Выбрать главу

Повторяю, перечисляю только минусы. На все это Вы совершенно справедливо можете мне ответить: «А что же Вы можете мне тут гарантировать?» Действительно, мы, друзья Ваши, можем только обещать всячески для вас стараться, делать все, что можем. Знаю, что это немного.

Я прекрасно понимаю, как Вам тяжело. Мои чувства к Вам не могут измениться и не изменятся, как бы Вы ни поступили. Извините, что пишу Вам обо всем этом. Никакого совета в таком вопросе я Вам дать не могу и не даю. Мне казалось только при чтении Вашего письма, что Вы хотите знать мое мнение».

Алданов страстно доказывал: возвращение Нобелевского лауреата нужно сталинскому руководству только как пропагандистский козырь. Через два года Бунин вспоминал, что отказался от своего плана отчасти по следующей причине: «Как! и М. А. я тогда больше не увижу и даже письма никогда от него не получу и сам ему никогда не напишу!» Он принял совет Алданова, верил ему как никому другому.

Уже после того, как Бунин умер, за несколько месяцев до собственной смерти Алданов начал печатать свой последний роман «Самоубийство». Это был первый в серьезной русской литературе роман о Ленине и ленинской эпохе (советская «лениниана» не в счет). В самом начале читаем о герое: «Он был всю жизнь окружен ненаблюдательными, ничего не замечавшими людьми, и ни одного хорошего описания его наружности они не оставили: впрочем, чуть ли не самое плохое из всех оставил его друг Максим Горький. Только другой, очень талантливый писатель, всего один раз в жизни его видевший, но обладавший необыкновенно зорким взглядом и безошибочной зрительной памятью, весело рассказывал о нем: «Странно, наружность самая обыкновенная и прозаическая, а вот глаза поразительные, я просто засмотрелся: узкие, красно-золотые, зрачки точно проколотые иголочкой, синие искорки. Такие глаза я видел в зоологическом саду у лемура, сходство необычайное. Говорил же он, по-моему, ерунду: спросил меня – это меня-то!– какой я фхакции».

Круг замыкается: в конце пути Алданов цитирует «Окаянные дни», книгу, которую Бунин писал как раз тогда, когда они познакомились.

Когда Бунин умер – гроб еще стоял в доме, – Вера Николаевна, вдова, стала писать Алданову о последних часах его жизни. Алданов после утраты писал ей тоже чуть ли не каждый день, и переписка свидетельствует: тем, что она написала исключительно ценную книгу «Жизнь Бунина», мы тоже обязаны ему – это он подсказал ей замысел, убедил ее взяться за работу.

Не только оба они, Алданов и Бунин, много потеряли от того, что лучшие свои годы провели на чужбине.

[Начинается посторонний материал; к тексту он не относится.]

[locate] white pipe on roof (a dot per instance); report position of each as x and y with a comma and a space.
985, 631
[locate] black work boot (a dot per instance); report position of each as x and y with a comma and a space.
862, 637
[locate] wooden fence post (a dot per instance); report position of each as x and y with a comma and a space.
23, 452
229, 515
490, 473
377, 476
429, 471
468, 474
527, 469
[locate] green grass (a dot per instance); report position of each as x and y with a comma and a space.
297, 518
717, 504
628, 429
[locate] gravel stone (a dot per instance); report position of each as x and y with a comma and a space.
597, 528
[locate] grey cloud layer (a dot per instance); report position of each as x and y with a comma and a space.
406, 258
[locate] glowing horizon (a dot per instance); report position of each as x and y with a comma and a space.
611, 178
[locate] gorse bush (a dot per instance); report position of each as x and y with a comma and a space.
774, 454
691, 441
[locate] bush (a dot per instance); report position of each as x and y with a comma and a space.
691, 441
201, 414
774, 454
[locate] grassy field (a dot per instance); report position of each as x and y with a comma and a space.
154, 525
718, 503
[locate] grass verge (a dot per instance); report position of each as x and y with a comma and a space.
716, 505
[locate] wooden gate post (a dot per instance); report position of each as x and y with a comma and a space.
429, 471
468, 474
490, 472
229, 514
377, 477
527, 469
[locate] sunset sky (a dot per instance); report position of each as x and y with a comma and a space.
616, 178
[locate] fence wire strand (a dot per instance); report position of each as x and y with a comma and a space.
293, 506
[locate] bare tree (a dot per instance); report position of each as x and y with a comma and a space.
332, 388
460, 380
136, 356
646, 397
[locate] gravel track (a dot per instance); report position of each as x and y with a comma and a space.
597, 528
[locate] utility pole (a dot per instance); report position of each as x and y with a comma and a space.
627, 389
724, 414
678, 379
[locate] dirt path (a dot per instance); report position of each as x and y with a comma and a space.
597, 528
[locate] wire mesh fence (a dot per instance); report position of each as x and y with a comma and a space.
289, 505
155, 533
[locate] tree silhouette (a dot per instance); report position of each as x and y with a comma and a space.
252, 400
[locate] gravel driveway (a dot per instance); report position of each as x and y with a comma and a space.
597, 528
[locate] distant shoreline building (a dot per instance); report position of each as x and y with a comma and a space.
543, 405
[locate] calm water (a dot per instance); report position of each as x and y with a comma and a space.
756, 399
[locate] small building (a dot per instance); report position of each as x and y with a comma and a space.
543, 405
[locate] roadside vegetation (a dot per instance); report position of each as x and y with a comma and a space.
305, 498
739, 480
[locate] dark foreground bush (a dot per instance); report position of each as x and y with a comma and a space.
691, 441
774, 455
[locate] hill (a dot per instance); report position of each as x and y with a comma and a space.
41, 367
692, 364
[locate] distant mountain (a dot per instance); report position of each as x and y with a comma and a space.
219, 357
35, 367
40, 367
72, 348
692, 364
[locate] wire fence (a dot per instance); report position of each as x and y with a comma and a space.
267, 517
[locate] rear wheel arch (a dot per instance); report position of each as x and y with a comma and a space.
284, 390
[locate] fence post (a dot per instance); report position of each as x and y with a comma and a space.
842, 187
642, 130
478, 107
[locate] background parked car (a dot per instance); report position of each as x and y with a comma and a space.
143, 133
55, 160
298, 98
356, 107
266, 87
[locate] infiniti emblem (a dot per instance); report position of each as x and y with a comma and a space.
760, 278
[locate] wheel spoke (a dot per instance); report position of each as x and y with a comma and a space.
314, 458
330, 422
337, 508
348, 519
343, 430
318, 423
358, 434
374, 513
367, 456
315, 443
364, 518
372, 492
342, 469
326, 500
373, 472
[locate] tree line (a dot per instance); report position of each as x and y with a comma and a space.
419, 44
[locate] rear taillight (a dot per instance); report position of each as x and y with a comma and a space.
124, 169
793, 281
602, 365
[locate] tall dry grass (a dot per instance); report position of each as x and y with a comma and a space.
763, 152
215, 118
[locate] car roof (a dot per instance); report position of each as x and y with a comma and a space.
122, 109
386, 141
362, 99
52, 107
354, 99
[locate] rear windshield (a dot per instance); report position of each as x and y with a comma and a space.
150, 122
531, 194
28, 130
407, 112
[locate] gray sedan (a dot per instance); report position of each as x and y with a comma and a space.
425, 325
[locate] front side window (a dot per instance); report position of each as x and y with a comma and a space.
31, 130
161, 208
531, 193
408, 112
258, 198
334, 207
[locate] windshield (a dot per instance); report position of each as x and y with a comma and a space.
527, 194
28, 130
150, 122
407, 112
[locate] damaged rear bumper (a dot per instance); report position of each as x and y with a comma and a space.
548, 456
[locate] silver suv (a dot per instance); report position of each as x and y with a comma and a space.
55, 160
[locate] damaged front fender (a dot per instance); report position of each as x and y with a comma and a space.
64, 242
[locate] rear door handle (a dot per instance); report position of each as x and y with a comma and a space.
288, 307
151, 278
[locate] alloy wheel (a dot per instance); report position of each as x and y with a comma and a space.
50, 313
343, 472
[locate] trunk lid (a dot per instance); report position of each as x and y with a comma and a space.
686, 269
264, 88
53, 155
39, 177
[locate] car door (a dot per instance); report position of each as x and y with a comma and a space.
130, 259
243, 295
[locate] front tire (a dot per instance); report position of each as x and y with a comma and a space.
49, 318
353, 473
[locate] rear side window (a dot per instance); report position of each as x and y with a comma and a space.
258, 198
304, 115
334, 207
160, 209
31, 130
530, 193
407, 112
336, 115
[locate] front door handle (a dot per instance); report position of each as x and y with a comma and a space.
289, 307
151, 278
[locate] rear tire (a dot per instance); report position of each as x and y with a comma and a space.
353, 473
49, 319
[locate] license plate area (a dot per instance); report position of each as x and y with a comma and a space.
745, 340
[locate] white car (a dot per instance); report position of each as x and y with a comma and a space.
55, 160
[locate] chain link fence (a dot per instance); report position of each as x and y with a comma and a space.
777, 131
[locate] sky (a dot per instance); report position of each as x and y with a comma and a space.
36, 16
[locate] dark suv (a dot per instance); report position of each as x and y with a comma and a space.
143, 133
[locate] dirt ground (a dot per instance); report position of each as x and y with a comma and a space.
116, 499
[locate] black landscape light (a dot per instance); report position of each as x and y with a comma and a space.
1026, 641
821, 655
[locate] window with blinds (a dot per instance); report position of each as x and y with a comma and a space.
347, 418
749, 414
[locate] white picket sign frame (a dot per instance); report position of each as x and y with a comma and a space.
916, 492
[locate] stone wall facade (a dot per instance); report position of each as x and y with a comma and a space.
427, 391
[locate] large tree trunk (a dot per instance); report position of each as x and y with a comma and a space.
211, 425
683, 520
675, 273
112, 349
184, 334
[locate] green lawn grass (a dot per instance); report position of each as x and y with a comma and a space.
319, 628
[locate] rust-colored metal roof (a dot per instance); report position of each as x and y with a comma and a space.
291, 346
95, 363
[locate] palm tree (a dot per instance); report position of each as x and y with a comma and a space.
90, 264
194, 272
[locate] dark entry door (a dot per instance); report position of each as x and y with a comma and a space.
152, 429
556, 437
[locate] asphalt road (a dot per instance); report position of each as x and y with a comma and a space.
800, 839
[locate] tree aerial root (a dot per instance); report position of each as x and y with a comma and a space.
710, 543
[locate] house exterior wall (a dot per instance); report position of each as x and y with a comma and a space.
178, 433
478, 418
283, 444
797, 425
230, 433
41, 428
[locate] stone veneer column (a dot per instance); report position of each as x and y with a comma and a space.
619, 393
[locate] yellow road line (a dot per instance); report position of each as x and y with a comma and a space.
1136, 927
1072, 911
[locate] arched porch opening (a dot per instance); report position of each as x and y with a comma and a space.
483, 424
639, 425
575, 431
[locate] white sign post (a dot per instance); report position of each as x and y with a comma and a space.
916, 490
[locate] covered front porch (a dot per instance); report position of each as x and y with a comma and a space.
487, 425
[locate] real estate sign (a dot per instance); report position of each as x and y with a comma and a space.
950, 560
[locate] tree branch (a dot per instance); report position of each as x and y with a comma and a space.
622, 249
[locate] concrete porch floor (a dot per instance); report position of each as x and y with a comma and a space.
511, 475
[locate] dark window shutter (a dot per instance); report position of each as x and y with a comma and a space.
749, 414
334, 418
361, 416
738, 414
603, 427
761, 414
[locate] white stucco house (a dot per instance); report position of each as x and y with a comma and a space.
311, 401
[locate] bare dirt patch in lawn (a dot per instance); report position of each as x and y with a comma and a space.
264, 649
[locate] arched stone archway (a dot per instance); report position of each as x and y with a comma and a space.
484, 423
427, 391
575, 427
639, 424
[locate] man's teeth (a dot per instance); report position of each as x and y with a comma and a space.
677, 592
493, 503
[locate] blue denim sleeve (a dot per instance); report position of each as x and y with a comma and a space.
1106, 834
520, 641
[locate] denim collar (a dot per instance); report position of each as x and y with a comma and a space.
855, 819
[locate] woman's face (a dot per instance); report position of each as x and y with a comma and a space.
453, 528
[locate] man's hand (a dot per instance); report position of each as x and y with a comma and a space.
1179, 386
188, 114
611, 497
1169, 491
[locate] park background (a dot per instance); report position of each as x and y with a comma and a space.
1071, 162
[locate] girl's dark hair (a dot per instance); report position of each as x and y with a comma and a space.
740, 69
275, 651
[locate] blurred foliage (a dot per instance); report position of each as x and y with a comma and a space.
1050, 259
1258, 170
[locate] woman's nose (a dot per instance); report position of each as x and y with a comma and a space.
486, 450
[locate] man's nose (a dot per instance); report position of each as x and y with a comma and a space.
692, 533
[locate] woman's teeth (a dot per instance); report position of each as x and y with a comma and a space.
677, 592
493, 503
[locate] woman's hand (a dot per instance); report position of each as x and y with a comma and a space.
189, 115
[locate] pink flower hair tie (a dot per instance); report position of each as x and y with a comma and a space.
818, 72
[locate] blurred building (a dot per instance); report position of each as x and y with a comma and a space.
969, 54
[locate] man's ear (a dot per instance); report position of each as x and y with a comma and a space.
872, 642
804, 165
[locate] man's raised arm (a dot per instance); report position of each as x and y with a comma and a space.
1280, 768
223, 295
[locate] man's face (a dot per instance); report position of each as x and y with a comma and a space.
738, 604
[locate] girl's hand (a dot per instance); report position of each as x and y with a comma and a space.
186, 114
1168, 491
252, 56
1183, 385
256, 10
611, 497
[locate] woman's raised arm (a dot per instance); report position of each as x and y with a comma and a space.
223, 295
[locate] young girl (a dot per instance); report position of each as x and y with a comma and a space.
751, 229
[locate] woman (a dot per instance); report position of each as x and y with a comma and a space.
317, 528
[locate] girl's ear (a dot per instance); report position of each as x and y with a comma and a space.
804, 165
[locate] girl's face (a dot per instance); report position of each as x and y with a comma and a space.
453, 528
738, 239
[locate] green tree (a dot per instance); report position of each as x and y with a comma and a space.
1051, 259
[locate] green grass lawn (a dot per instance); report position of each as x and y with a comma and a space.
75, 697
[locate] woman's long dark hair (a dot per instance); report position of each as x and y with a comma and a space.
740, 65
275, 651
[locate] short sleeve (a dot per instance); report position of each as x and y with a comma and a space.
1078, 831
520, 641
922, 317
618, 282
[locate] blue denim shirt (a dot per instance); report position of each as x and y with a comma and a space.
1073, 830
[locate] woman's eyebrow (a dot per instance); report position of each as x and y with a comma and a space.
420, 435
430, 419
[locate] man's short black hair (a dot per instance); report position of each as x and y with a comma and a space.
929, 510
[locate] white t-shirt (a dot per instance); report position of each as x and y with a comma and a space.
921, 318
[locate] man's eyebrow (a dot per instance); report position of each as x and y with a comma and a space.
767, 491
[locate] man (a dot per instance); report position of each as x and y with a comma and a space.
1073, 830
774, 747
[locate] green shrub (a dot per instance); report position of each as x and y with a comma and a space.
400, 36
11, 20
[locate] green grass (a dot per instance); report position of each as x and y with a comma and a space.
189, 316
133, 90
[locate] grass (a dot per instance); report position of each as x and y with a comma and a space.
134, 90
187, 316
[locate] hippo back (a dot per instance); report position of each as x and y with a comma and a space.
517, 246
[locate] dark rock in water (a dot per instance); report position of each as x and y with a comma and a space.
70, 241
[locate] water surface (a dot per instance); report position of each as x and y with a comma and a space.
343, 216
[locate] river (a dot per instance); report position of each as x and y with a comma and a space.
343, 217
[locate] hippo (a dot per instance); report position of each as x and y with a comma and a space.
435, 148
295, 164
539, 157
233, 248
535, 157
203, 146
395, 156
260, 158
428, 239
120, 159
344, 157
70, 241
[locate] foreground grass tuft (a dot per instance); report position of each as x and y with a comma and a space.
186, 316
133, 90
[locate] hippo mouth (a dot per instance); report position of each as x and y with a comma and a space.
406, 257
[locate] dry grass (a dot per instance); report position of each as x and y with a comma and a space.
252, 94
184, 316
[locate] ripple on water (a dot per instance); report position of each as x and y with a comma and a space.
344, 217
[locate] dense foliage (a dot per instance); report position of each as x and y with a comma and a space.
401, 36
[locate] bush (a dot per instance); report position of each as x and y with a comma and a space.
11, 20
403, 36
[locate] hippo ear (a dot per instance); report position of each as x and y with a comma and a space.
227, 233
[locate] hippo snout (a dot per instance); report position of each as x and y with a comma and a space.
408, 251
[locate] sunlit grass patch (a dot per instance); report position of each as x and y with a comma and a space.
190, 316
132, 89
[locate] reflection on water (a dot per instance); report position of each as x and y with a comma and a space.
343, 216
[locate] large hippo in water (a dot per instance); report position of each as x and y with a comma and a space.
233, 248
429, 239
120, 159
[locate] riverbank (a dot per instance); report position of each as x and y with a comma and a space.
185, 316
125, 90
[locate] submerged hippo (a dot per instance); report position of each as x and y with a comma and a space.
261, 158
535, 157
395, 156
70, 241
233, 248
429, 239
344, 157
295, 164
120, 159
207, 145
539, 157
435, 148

Потеряла прежде всего Россия, лишившаяся таких людей.

19.

Младшее поколение читателей уже и не помнит, что в Советском Союзе эмигрантов первой волны не называли иначе, как белобандитами, и не было страшнее преступления для советского человека, посланного в командировку за рубеж, чем с эмигрантом заговорить; не дозволялось переписываться с родственниками, жившими за границей, и очень опасно было упоминать о них в анкетах; разумеется, нельзя было в библиотеке заказать иностранную газету на русском языке. Почему всесильные кремлевские власти так боялись эмигрантов, каковы были эти люди на самом деле? На эти вопросы дает ответы политическая переписка Алданова со своими корреспондентами.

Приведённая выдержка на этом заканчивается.